# Warrington - M6 area advice please.



## GROUNDHOG (Mar 7, 2006)

We live in deepest darkest Cornwall and have sold our beloved Autocruise to a fine Gentleman who lives in the Highlands of Scotland.

We have agreed to meet somewhere convenient on the M6 corridor close to Manchester area to hand over then I need a Hotel for the night near a Europcar or Alamo depot for a one way car hire back home the next day.
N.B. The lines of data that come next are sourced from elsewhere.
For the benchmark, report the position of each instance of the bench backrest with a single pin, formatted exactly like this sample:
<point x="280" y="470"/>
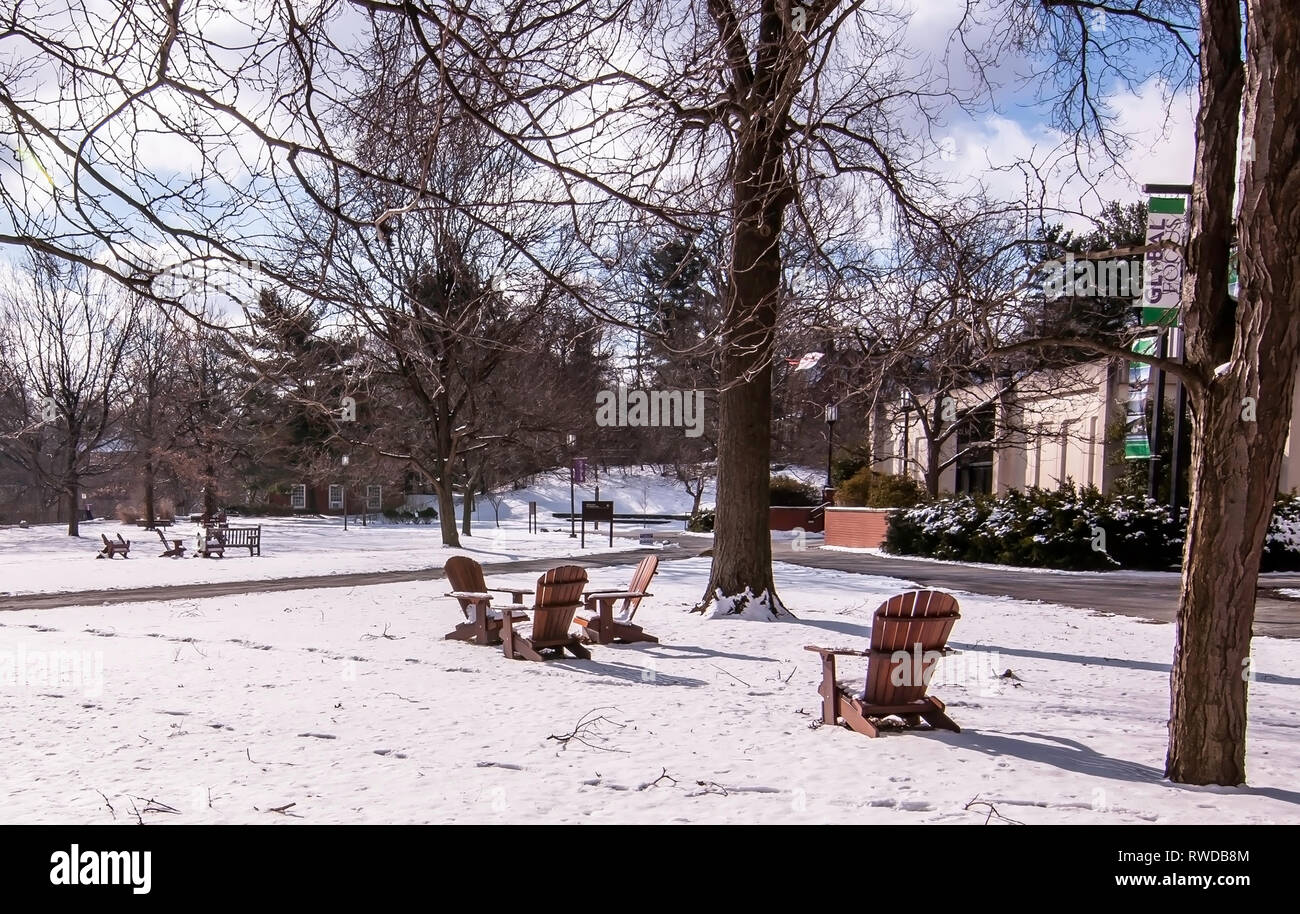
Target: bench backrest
<point x="466" y="576"/>
<point x="908" y="636"/>
<point x="559" y="593"/>
<point x="640" y="584"/>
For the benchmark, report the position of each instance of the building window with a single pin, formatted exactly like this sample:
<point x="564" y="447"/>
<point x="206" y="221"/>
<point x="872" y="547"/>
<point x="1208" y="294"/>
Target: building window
<point x="975" y="451"/>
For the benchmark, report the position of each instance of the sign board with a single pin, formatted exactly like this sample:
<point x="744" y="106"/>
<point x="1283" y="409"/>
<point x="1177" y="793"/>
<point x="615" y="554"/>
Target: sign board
<point x="596" y="512"/>
<point x="1162" y="269"/>
<point x="1136" y="437"/>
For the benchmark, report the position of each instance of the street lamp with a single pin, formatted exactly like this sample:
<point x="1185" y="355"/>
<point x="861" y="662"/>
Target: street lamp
<point x="572" y="443"/>
<point x="906" y="424"/>
<point x="345" y="490"/>
<point x="832" y="415"/>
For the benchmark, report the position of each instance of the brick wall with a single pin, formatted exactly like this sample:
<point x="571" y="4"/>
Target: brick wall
<point x="861" y="528"/>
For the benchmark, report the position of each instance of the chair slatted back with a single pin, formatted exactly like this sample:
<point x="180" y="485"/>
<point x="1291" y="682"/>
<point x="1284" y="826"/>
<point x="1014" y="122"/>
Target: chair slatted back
<point x="559" y="593"/>
<point x="640" y="584"/>
<point x="467" y="576"/>
<point x="908" y="637"/>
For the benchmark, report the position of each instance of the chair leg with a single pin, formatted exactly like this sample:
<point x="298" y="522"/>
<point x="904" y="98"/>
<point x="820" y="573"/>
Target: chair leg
<point x="518" y="648"/>
<point x="852" y="713"/>
<point x="628" y="633"/>
<point x="827" y="691"/>
<point x="936" y="717"/>
<point x="463" y="632"/>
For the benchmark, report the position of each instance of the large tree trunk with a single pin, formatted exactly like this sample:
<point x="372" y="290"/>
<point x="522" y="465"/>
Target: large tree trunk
<point x="148" y="493"/>
<point x="209" y="490"/>
<point x="467" y="507"/>
<point x="1243" y="415"/>
<point x="742" y="542"/>
<point x="447" y="510"/>
<point x="73" y="507"/>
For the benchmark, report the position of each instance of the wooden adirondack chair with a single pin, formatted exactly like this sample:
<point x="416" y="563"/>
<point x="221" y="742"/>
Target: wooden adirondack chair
<point x="602" y="626"/>
<point x="173" y="549"/>
<point x="468" y="587"/>
<point x="111" y="549"/>
<point x="559" y="593"/>
<point x="908" y="637"/>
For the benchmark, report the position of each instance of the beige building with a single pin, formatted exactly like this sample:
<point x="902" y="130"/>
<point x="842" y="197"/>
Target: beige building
<point x="1043" y="430"/>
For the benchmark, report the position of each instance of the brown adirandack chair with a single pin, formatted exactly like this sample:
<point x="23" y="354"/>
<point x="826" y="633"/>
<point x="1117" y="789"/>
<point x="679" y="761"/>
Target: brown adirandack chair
<point x="559" y="593"/>
<point x="468" y="587"/>
<point x="908" y="637"/>
<point x="602" y="626"/>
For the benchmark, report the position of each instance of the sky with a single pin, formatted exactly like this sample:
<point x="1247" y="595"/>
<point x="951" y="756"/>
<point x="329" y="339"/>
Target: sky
<point x="979" y="147"/>
<point x="973" y="148"/>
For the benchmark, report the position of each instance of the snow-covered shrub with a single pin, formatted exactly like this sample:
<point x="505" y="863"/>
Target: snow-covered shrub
<point x="787" y="492"/>
<point x="701" y="522"/>
<point x="1044" y="528"/>
<point x="872" y="489"/>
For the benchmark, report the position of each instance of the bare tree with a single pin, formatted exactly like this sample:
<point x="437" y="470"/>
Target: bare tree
<point x="70" y="334"/>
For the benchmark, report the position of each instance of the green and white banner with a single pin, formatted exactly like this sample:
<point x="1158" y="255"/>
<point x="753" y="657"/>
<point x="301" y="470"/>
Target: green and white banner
<point x="1136" y="436"/>
<point x="1162" y="269"/>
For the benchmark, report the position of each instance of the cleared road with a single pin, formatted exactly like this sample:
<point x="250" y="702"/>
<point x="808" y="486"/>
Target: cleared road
<point x="1142" y="594"/>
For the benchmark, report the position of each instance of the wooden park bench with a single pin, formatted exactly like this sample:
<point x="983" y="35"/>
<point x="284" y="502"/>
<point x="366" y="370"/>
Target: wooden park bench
<point x="111" y="549"/>
<point x="908" y="637"/>
<point x="602" y="626"/>
<point x="157" y="524"/>
<point x="242" y="537"/>
<point x="172" y="549"/>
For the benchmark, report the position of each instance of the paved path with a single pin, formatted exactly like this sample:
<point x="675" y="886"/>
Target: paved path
<point x="1148" y="596"/>
<point x="47" y="601"/>
<point x="1145" y="596"/>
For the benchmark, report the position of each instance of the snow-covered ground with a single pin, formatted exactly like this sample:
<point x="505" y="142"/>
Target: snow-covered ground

I know there is a Europcar in Warrington and I believe in Macclesfield but I am afraid it is all 'Up Country' to me so any suggestions for a good place to meet or Hotel ideas would be appreciated.

Thankyou!! :? :?


----------



## froggy59 (Jan 18, 2009)

Why not choose a hotel on route that suites both parties and get the car hire company to drop the car at the hotel. There are plenty of premier inns around warrington.


----------



## GROUNDHOG (Mar 7, 2006)

Thanks Froggy but they only drop cars off if you rent them for more than two days and then only to a home or work address.... though they will pick them up from a Hotel!


----------



## 1302 (Apr 4, 2006)

There is a Travelodge just around the corner from us here in Poynton and we are only 4/5 miles from Macclesfield too - if you needed a lift into Macc to pick up the hire car I could probably oblige


----------



## PhilK (Jul 1, 2005)

*Van swap*

Hi Groundhog,

Junction 23, Haydock Island, just after Warrington. Two hotels, Thistle and Hilton. Leigh Enterprise rent-a-car will pick you up. Don't forget proofs....lol

Phil


----------



## GROUNDHOG (Mar 7, 2006)

Thanks a lot guys what a fantastic community this is, really appreciate the suggestions!
David


----------



## Jagman (Feb 16, 2008)

..... there is also a Travel Lodge about a mile west of J23 on the Liverpool-bound side of the A570 - the famous East Lancs Road - if you prefer cheap simplicity! Good parking and a petrol station plus Little Chef* on site. The two Haydock hotels mentioned by Phil are fine and the Thistle probably the better of the two

www.thistle.com

0871 376 9044

* I think its survived the recent round of closures

..... are you going to get another van eventually?

Good luck with the swap!

Dave


----------



## dodger148 (May 9, 2005)

Two hotels at J21 Warrington just as you come off the slip road(N) or over the bridge if you are travelling South. Both seem to have offers signs up most of the time


----------



## thegamwellsmythes (Jul 29, 2008)

There are quite a few hotels at Manchester Airport and plenty of hire car companies too.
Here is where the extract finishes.